Example : Using the VARDATE Column Data Type
If the first column of a Teradata Database table is defined with type DATE during table creation, the Teradata Database will only accept incoming Date data during load operations if the data is in a supported format ('YYYY-MM-DD' or 'YY/MM/DD' assuming the system's DateForm setting has not been modified). However, the data we want to load into our example column looks as follows:
JAN-21 1999 | …
FEB-03 1997 | …
AUG-24 2001 | …
To load this data into our table successfully, we first need to signal to Teradata PT that the first column of input data needs to be reformatted. To do this, we define a Teradata PT SCHEMA object whose first column is of type VARDATE. Then we specify the format of the incoming data and the format of the desired output data via formatting strings. The following schema definition successfully conveys to Teradata PT that the first column of input data needs to be reformatted to match the default DATE format before being sent to the Teradata Database.

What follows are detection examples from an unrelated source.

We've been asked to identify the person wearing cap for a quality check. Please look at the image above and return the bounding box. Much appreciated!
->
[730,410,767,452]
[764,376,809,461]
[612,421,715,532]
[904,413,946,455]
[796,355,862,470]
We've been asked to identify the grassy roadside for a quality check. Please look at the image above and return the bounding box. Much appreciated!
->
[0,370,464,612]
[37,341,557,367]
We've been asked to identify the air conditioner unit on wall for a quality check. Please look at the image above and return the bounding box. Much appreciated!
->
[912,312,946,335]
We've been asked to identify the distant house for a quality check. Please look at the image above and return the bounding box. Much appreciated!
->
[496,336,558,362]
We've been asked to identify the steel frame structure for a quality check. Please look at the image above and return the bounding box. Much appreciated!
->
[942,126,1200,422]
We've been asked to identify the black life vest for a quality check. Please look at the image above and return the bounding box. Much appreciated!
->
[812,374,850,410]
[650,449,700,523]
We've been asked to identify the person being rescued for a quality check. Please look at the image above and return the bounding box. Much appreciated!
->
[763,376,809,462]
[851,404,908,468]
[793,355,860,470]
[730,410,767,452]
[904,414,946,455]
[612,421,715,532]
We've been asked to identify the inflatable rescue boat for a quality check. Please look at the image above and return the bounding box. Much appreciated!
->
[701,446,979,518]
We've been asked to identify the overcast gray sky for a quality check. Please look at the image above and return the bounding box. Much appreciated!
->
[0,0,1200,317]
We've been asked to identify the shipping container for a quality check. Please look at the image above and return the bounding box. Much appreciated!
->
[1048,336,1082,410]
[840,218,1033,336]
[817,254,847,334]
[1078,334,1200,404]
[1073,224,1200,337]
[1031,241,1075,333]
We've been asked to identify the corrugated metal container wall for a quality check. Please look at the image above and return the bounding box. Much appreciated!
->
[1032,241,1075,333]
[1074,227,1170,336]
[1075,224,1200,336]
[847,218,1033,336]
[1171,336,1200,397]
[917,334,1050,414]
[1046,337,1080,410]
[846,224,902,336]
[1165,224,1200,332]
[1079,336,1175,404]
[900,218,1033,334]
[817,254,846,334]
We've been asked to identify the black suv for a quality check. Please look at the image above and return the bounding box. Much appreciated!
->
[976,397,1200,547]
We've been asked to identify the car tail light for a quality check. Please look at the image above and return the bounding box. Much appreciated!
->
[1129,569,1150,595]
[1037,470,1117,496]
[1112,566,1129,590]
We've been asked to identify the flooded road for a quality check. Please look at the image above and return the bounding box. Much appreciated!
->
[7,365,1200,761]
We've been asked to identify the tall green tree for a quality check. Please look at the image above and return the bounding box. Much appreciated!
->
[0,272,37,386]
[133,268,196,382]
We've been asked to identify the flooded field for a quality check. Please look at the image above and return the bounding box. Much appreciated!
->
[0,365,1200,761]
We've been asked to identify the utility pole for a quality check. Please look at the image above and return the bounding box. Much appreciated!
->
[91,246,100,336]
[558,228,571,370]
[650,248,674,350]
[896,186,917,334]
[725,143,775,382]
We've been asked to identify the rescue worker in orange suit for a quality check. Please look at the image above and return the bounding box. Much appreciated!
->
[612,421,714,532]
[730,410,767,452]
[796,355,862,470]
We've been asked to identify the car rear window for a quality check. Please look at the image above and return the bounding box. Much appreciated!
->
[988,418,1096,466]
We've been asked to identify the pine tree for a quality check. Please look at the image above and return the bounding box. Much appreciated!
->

DEFINE SCHEMA VARDATE_EXAMPLE(
COL1 VARDATE(15) FORMATIN('MMM-DDBYYYY') FORMATOUT('YY/MM/DD'),
…
…
);
The following table provides a non-exhaustive set of VARDATE examples with their column definitions, Teradata PT VARDATE formatting strings, and example input and output data. Notice that in some cases Teradata PT attempts to prepend 0s to double digit times and dates that are missing a first digit. This functionality is available only when the numeric value is bounded by separator characters on both sides; otherwise, there can be potential ambiguity in reformatting.
For more information about the default Date/Time formats that Teradata Database supports, see “Data Type Formats and Format Phrases” in SQL Data Types and Literals.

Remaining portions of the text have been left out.